While shopping centres seem to be growing like mushrooms in Muscat, we have done a pretty good job down south of keeping the commercial world of malls and franchises at bay for the past couple of decades. The pace of life in Dhofar is a little slow, but that’s okay. It’s how we like it. Many visitors who come to Salalah complain that there is ‘nothing to do’ and that we need a dose of ‘modern civilisation’. When asked what they mean by modern civilisation, it always comes down to shopping malls. These types of conversations always make me laugh. Since when are shopping malls considered the pillars of civilisation?
If you think I’m being a pessimist, let me tell you a story. Nearly 15 years ago my family and I visited a small town in the middle of Kentucky, US. The town consisted of a bunch of farms, a church, a main street that boasted tens of boarded up little shops and restaurants that had gone out of business, and naturally… a big shopping centre.
As honoured foreign guests, the shopping mall was the first ‘attraction’ we were taken to by the eager locals.
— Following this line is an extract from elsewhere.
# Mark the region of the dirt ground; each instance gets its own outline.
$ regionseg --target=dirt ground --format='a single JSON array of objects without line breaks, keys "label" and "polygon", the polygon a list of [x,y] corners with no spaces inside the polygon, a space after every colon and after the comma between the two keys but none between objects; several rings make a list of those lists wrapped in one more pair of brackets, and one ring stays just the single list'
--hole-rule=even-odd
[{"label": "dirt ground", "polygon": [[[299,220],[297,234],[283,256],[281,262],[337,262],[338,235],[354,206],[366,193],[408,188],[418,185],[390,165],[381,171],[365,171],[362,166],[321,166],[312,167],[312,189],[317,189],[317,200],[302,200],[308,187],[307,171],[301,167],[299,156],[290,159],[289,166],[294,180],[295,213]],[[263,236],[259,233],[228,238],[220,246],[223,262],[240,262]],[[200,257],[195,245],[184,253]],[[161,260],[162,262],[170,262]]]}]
It had become the town centre where locals spent much of their time and money. That one building had destroyed the spirit of the town and robbed it of its local economy. I’m not saying the same exact scenario will take place in Salalah, but I know local businesses and people will be affected.
The South of Oman is very special. Before the world of crude materialism comes storming into Salalah, I invite you to come and visit. Browse through traditional stores in Al Haffa or Al Salam Street, eat a delicious meal at a hole-in-the-wall Pakistani restaurant or a little Thai eatery tucked between farms in Dahariz.
Sip hot chai on the beach at sunset with your feet in the sand and watch circles of old men play cards while younger kids play soccer. Drive through the mountains and take a peek at the little farms while their owners are out herding the animals. Drive around aimlessly. Go fishing. Take a dip in the ocean at sunrise. Talk to locals. Walk through coconut and banana plantations while sipping chilled coconut water. Savour the town that so many of us cherish and never want to leave. Salalah as we know it is about to change.